Governor heads to Florida, Hoffman at cannabis conference, Governor’s Council
— After a stop in Washington to receive an award from the American Medical Association, Gov. Charlie Baker and his family head to Florida for a vacation, with plans to return to Massachusetts on Monday.
— Public Health Council meets to discuss preliminary regulations and see presentations on quality initiatives in nursing homes and the registry of vital records and statistics, 250 Washington St., 2nd Floor, Henry I. Bowditch Public Health Council Room, Boston, 9 a.m.

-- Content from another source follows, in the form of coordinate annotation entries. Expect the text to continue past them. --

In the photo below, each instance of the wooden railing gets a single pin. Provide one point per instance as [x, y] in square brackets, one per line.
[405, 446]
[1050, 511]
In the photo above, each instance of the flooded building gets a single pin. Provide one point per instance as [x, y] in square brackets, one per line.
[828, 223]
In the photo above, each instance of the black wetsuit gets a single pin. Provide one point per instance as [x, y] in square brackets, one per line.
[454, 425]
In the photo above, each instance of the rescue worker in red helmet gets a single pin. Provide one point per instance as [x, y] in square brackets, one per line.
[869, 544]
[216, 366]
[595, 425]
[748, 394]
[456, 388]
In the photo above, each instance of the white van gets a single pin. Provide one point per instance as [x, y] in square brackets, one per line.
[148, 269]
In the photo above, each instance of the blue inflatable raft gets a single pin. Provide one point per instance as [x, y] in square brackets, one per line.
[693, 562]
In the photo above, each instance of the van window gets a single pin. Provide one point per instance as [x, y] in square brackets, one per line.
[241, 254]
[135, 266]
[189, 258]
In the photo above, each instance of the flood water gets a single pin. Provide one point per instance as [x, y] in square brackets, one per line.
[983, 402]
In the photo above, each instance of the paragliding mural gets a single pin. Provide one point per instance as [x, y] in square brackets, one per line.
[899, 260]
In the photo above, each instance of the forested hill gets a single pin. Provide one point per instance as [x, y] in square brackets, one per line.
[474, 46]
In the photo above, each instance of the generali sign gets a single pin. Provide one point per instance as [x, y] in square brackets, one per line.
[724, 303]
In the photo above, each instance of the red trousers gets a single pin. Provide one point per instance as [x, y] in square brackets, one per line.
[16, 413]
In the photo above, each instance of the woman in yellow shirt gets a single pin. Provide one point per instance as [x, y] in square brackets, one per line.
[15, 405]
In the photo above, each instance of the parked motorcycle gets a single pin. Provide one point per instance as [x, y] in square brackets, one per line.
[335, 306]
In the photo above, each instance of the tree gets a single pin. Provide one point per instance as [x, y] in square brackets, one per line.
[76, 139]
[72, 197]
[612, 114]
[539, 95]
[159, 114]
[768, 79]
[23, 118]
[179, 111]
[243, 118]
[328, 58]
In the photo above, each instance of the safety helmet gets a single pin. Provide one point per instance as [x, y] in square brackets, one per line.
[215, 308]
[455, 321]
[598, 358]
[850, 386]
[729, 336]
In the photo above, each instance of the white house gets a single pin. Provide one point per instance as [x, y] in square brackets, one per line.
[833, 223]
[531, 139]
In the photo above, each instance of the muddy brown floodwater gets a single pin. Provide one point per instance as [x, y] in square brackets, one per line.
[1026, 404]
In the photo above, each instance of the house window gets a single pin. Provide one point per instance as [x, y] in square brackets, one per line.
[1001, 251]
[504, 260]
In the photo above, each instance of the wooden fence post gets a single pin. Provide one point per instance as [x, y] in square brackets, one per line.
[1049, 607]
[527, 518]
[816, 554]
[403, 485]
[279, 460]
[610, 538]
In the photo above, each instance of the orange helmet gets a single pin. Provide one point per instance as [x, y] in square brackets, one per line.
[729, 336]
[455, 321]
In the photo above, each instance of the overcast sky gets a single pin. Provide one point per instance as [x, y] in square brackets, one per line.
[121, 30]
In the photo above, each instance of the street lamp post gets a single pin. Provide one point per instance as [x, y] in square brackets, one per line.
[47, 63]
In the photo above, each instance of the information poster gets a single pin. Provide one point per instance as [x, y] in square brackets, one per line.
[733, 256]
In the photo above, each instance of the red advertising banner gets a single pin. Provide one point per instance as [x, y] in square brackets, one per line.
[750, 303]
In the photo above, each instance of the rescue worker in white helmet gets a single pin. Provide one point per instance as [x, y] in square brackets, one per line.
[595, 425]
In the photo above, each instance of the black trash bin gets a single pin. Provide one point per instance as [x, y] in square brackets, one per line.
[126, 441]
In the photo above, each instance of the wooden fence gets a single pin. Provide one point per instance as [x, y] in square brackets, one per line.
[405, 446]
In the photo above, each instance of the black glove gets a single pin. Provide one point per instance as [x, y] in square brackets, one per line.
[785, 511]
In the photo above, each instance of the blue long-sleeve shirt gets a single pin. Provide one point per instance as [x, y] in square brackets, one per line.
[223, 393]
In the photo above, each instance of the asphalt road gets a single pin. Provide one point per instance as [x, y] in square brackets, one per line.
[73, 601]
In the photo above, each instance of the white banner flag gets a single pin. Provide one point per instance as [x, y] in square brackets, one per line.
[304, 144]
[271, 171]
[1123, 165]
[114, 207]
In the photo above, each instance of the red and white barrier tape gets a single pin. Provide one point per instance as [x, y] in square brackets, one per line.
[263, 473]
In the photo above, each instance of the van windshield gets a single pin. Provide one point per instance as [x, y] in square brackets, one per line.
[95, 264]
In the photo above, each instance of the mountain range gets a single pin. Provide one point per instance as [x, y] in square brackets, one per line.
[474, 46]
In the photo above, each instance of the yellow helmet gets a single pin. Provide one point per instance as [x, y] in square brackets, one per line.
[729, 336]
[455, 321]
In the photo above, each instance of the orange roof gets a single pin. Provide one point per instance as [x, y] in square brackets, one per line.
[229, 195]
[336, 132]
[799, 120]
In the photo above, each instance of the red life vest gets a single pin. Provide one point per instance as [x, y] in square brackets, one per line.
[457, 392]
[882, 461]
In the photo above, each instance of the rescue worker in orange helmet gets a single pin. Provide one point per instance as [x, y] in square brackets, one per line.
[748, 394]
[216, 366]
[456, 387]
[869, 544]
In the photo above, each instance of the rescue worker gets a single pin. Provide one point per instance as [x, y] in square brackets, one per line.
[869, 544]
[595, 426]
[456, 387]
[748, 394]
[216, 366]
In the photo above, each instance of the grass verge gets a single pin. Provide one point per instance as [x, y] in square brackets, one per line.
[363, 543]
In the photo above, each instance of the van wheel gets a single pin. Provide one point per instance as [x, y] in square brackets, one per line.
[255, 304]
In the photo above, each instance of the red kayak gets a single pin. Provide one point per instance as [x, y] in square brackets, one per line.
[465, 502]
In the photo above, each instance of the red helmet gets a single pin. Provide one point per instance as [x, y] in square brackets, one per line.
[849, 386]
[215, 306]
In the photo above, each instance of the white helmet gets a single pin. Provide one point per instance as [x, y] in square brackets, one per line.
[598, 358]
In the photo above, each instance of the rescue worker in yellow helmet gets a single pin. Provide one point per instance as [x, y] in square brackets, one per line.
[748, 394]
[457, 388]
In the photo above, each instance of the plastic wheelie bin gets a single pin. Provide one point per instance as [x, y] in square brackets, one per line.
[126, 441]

— Cannabis Control Commission chairman Steven Hoffman opens the second day of the National Cannabis Industry Association’s third annual ‘Seed to Sale Show’ with a discussion with NCIA Executive Director Aaron Smith, Hynes Convention Center, 900 Boylston St., Boston, 10 a.m.
— Massachusetts School Building Authority Board meets with an agenda that includes votes on project funding agreement authorizations for Cambridge, Danvers, Lynn, Nashoba Valley Tech, New Bedford, Newton, Norfolk, Springfield, and West Bridgewater, with Treasurer Deb Goldberg chairing the meeting, 40 Broad St. – 2nd floor, Boston, 10 a.m.
— The Special Commission to Study the Health and Safety of LGBTQI Prisoners will meet to discuss site visits, defining cultural competence, subcommittees and the scope of work of the commission, 50 Maple St., Milford, 10 a.m.
— U.S. Sen. Ed Markey is a guest on ‘Boston Public Radio,’ WGBH-FM 89.7, 11 a.m.
— Governor’s Council holds a hearing on the governor’s nomination of attorney Adam Baler as clerk magistrate of the Plymouth District Court, and the council later holds a meeting, with Lt. Gov. Karyn Polito chairing, with a vote possible on the nomination of Michael Doherty as clerk magistrate of the Western Division Housing Court, Council chamber, with hearings starting at 10:30 a.m. and 12 p.m., respectively.
— Lawmakers will gather to raise awareness for cardiovascular disease, as part of the American Heart Association’s Go Red for Women campaign, with remarks from Senate President Karen Spilka, House Speaker Robert DeLeo, Sen. Cindy Friedman and Rep. Elizabeth Malia, Grand Staircase, 11 a.m.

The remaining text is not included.